“That which you wot of,” it ran, “has come to pass, and it now behoves us to do what we are resolved upon. Within twenty-four hours of your receipt of this, then, you will join me at the third milestone on the road between Doncaster and Sheffield.—M. R.”

As I finished reading this brief epistle for the second time, Gregory came tapping at my door again.

“Your uncle is asking for you, Master Richard,” says he. “Sir Jarvis has finished his supper, and they are talking of the war—Lord help us all!—though, indeed, it seems as if Sir Nicholas forgot his pains in discussing of fights and such-like. But I misdoubt that to-morrow——”

He lighted me down the stair, shaking his grey hair and muttering to himself. In the great kitchen he left me, and I went over to the hearth and placed Matthew Richardson’s letter amidst the glowing cinders. I stood there until I saw it crumble into white ashes.

III.

When I went into the hall, my uncle and Sir Jarvis sat in their chairs by the hearth, the great screen protecting them from the draught, and the fire piled up with logs, and glowing so bright that you had fancied it was a winter’s night rather than an August evening. On the table between them stood a second flask of Sir Nicholas’s Tokay, and I observed that in his excitement my good uncle had filled his own glass and sipped largely from it, which was a bad thing for his gout, and to be paid for afterwards. Sir Jarvis Cutler was smoking tobacco from a pipe—a newfangled habit which I knew my uncle could not abide, but which he evidently forgave in a guest so much after his own heart.

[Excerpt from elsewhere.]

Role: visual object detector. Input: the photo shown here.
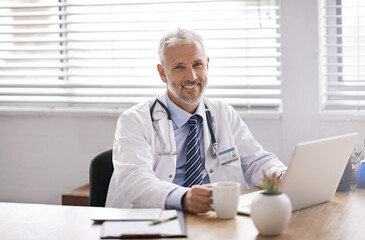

“Sit thee down, Dick,” says Sir Nicholas. “Od’s body, I wondered what had got thee. These boys, Sir Jarvis, will for ever be at their books—pour thyself out a glass of wine, Richard: ’tis vastly different stuff, I warrant me, to what you find in your common rooms at Oxford. Sir Jarvis, spare not—there is more where that came from—if it were not for the gout I would help you to crack more bottles than one. Nay, Dick, forget thy books and rhymes, man!—this is no time for a long face.”

“With due respect, neighbour,” says Sir Jarvis, “’tis a time that will bring long faces enow. But as for books, I agree—’tis rather a time for swords than words. Thou wilt have to lay aside the pen, lad,” he says, turning himself to me, “and take up the sword.”

“I trust not, sir,” says I. “I have no mind to see fighting ’twixt folk of one speech and blood.”

“Why,” says he, “that’s well said from one point o’ view, but neither here nor there at this present. For fighting there will be, aye, ’twixt father and son, and brother and cousin.”